Una conferma della posizione di assoluto sostegno Usa a Guaidó è arrivata anche dal Segretario di Stato, Mike Pompeo: «La democrazia non può essere sconfitta – ha dichiarato Pompeo – Oggi il presidente ad interim Juan Guaidó ha annunciato l’avvio dell’Operazione Libertà. Il governo degli Stati Uniti sostiene totalmente il popolo venezuelano nella sua lotta per la libertà e la democrazia».
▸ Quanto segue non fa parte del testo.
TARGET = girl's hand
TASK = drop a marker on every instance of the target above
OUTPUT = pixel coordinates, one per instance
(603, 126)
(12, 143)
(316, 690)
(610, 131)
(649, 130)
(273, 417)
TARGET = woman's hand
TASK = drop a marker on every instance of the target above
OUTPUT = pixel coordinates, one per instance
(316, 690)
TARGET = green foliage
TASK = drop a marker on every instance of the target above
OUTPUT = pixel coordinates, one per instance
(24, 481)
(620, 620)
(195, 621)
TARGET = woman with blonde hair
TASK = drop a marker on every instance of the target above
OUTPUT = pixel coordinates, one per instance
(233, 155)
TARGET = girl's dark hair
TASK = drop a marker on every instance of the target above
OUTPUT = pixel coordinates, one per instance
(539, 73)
Il senatore repubblicano della Florida Marco Rubio, da sempre impegnato nella «causa venezuelana», ha chiesto pubblicamente ai militari venezuelani di appoggiare l’iniziativa di Guaidó di queste ore: «Popolo del Venezuela, il destino ora è nelle vostre mani. È arrivato il momento di recuperare la patria e la libertà», ha detto Rubio.

Solo pochi giorni fa lo stesso Trump, in una serie di dichiarazioni tutte incentrate sulla retorica anti migranti che sta caratterizzando la sua presidenza, ha attribuito alla crisi venezuelana parte della necessità di rafforzare ancora di più i già sufficientemente blindati confini statunitensi, in quanto, a sua detta, la carovana di migranti partita dall’Honduras, nel tragitto per arrivare al confine meridionale Usa, starebbe raccogliendo anche migranti venezuelani che potrebbero importare il socialismo in terra Nord americana mentre «il socialismo non deve passare».

In realtà il socialismo che preoccupa Trump non è quello venezuelano ma quello statunitense che sta diffondendosi come antidoto e alternativa al capitalismo di stampo novecentesco di cui The Donald è incarnazione e fautore, ma unendo i due elementi è ancora più facile cercare di giustificare la frenetica corsa alla protezione dei confini nazionali ed i continui giri di vite e le restrizioni dei migranti.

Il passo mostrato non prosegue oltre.